Ascend NPU Quickstart#

Prerequisites#

Supported Devices#

  • Atlas 800I A2 inference series (Atlas 800I A2)

  • Atlas 800I A3 inference series (Atlas 800I A3)

Setup environment using container#

Notice: The following commands are based on Atlas 800I A3 machines. If you are using Atlas 800I A2, some changes are needed.

  • The image tag needs to be main-cann8.5.0-a3 for Atlas 800I A3 and main-cann8.5.0-910b for Atlas 800I A2.

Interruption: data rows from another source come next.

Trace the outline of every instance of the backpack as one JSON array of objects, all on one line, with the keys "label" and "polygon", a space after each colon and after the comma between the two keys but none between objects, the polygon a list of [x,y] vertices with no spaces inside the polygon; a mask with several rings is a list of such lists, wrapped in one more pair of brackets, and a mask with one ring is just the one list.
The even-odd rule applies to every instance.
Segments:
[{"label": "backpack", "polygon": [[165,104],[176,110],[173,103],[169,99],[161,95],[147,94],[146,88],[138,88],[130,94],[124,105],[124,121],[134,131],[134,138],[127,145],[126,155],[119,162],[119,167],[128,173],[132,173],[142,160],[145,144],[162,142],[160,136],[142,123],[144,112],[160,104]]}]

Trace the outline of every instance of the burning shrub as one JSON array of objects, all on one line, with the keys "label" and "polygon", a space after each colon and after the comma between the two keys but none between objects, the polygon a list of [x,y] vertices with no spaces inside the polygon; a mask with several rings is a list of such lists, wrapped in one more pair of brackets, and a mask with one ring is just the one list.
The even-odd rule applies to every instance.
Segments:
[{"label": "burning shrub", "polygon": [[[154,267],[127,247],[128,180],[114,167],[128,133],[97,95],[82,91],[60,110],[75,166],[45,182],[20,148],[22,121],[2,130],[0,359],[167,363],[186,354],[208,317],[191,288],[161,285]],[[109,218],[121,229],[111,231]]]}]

  • The device mapping in docker run command needs to be changed to davinci[0-7] for Atlas 800I A2.

# For Atlas 800I A3
export IMAGE=quay.io/ascend/sglang:main-cann8.5.0-a3

docker run -it --rm --privileged --network=host --ipc=host --shm-size=16g \
    --device=/dev/davinci0 --device=/dev/davinci1 --device=/dev/davinci2 --device=/dev/davinci3 \
    --device=/dev/davinci4 --device=/dev/davinci5 --device=/dev/davinci6 --device=/dev/davinci7 \
    --device=/dev/davinci8 --device=/dev/davinci9 --device=/dev/davinci10 --device=/dev/davinci11 \
    --device=/dev/davinci12 --device=/dev/davinci13 --device=/dev/davinci14 --device=/dev/davinci15 \
    --device=/dev/davinci_manager \
    --device=/dev/hisi_hdc \
    --volume /usr/local/sbin:/usr/local/sbin \
    --volume /usr/local/Ascend/driver:/usr/local/Ascend/driver \
    --volume /usr/local/Ascend/firmware:/usr/local/Ascend/firmware \
    --volume /etc/ascend_install.info:/etc/ascend_install.info \
    --volume /var/queue_schedule:/var/queue_schedule \
    --volume ~/.cache/:/root/.cache/ \
    --entrypoint=bash \
    $IMAGE

Usage#

The SGLang server is installed in the container by default. You can use pip show sglang to check the version.

Start SGLang server#

SGLang will automatically download the model from Hugging Face.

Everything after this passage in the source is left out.